O telefone tocou. Ela atendeu, mas ninguém falou. Não ventava,
mas a penugem de sua perna anunciou mudança de tempo, não externo,
interno. Arrepios de calor.
Ela desligou depois de segundos de total silêncio, e quase imediatamente
tocou novamente. A voz apenas perguntou da onde era, e ela quase disse que era
da casa da mulher que o amava.
Ele, com pouca naturalidade, perguntou como ela estava. Como se responde a um
grande amor que o rio não tem mais ponte, que o perfume das flores está
vencido, que o pássaro emudeceu, que o mar não tem mais sal, que
São Jorge fugiu da lua?

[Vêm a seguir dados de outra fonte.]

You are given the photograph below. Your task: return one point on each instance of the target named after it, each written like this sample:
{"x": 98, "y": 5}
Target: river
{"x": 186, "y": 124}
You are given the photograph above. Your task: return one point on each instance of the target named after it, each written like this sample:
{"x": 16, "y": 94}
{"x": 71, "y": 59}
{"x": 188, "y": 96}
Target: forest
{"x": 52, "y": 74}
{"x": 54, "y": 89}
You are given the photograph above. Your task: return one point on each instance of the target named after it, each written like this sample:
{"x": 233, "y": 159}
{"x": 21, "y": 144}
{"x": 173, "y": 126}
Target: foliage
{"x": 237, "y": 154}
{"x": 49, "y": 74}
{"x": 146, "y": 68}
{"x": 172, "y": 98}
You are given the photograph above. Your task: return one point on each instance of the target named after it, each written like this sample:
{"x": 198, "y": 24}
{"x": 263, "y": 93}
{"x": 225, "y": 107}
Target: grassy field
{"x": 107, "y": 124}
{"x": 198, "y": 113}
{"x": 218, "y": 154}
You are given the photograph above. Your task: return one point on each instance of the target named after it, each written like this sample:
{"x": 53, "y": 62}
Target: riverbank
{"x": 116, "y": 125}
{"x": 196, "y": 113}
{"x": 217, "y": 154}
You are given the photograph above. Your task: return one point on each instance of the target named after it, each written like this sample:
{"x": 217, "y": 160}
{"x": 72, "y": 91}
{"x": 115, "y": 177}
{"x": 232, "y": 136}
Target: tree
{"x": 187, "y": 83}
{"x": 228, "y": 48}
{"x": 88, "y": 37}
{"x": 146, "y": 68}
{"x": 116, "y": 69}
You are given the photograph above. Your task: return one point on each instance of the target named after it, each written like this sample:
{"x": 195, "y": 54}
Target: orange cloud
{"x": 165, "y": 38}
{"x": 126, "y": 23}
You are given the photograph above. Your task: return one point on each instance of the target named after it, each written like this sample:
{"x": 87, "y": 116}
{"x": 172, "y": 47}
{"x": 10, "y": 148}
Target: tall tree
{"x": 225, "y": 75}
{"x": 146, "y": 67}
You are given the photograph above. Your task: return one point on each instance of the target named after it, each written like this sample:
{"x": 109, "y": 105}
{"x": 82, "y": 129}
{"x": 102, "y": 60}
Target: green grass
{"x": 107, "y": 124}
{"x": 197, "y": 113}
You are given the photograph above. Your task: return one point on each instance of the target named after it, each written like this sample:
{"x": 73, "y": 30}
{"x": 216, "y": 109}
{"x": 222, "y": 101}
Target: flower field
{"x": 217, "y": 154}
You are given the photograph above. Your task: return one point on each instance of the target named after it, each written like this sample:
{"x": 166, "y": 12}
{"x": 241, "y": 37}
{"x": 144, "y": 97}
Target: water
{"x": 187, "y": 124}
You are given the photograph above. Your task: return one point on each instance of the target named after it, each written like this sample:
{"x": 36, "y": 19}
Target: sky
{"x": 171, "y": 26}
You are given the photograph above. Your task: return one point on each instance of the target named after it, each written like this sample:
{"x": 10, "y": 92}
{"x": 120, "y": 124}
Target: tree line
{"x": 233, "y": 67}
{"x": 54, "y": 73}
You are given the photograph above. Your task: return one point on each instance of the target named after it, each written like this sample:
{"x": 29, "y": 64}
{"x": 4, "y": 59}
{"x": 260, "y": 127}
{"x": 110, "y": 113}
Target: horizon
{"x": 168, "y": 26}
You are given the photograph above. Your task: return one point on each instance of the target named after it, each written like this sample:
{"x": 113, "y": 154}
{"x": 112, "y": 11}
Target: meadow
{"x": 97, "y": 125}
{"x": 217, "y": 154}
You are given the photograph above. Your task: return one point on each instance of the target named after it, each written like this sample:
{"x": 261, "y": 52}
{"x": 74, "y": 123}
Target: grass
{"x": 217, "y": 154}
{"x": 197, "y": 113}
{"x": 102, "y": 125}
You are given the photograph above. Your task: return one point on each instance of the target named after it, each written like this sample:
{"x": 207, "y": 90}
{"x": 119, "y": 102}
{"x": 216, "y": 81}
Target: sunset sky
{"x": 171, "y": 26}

Apenas disse tudo bem comigo, e contigo?
Falaram do trivial, de som, de corrupção, de chuva, de frio, de
gripe.
A ligação caiu subitamente, assim como a intimidade deles havia
caído.
O telefone tocou novamente. Desta vez ela atendeu com vontade de gritar versos
e nomes feios. Meias de nylon, batom vermelho vieram a sua cabeça. Quase
sussurrando perguntou baixinho seu nível de importância na vida
dele. Ele respondeu que era muito. Amigos apenas, ela concluiu por ele. Mais,
bem mais, respondeu o dono da voz. A "antisupermulher" percebeu pela
primeira vez a intensidade do sentimento dele, o inaudível canto do guerreiro
que não pode se entregar por inteiro. Despiu as meias, e manchou o telefone
com o vermelho do seu batom. Nada mais conseguiu ouvir, exceto um eu te amo
dito baixinho por ele no final da conversa. Eu também, disse ela. Foi
a primeira vez, e talvez a última que ele disse as três palavras
mágicas.
Delicioso perfume de rosas espalhou-se pelo ar. O trinado do canário
ecoou pela casa, e a vontade de salgar o corpo nu no mar foi enorme.
Naquela noite de lua cheia, ela brindou aos amores imperfeitos, cheios de defeitos,
pois se perfeitos não é amor. Apenas São Jorge de testemunha.